Layered Attack – Vehicle transporting attackers and / or weapons
A layered attack is a combination of attack types.
The vehicle may:
- facilitate the delivery of armed attackers, either covertly or overtly; or
- be combined with a VBIED or VAW attack
There are seven exploits terrorists will use to overcome operational and/or physical security measures
What is hostile vehicle mitigation?
Hostile Vehicle Mitigation (HVM) is a protective security discipline focussing on reducing risks associated with vehicle borne threats posed by terrorists and criminals. HVM is the delivery of measures that are informed by the threat and how it manifests itself, the multiple consequences of an attack, the vulnerability of a given location and the needs of the enterprise requiring protection. The basis of HVM are security risk assessments, security planning, and design and the deployment of risk-based measures.
Hostile vehicle mitigation measures
HVM measures are the integrated deployment of security processes, procedures and physical obstructions to counter vehicle borne threats. They typically include; deterrent communications, security awareness, incident response planning and training, operational security, traffic management and the deployment of physical obstructions such as vehicle security barriers and traffic calming measures.
Vehicle security barrier (VSB)
A VSB is a product designed to prevent vehicle access.

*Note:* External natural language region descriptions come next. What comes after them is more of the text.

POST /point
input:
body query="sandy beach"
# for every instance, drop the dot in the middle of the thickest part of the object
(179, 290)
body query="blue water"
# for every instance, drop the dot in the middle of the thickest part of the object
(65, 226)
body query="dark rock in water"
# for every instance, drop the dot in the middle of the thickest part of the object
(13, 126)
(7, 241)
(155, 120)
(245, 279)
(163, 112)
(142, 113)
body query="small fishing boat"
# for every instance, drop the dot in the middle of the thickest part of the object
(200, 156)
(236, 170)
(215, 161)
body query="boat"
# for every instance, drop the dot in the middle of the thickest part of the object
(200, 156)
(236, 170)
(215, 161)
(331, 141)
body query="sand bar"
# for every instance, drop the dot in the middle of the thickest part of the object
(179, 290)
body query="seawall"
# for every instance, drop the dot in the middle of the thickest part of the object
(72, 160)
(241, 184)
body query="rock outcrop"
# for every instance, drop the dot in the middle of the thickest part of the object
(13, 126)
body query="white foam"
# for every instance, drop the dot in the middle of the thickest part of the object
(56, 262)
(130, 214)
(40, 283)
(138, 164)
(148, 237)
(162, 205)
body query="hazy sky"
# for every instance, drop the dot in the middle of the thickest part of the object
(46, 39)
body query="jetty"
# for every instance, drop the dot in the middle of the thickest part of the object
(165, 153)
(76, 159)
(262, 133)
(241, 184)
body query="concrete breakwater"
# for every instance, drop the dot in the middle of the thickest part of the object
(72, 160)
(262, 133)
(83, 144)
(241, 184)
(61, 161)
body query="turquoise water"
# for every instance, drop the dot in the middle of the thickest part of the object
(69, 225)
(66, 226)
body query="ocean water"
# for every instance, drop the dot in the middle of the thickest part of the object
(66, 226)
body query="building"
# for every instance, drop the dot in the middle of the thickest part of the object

It has undergone testing at an independent and accredited test house, to a recognised vehicle impact test standard and achieved a performance rating in accordance with that standard.
Vehicle barriers are typically products designed to prevent vehicle access by compliant drivers or occupants. They cannot be relied upon to prevent hostile vehicle access.
Determining the type of vehicle-borne threat being faced
It is important to be clear about the vehicle borne threats of concern and how those might manifest themselves, including the potential exploit techniques. Having carried out a security risk assessment, security professionals should produce HVM Operational Requirements. The Operational Requirements process will help draw out many of the key points to consider and how to prioritise the mitigation measures.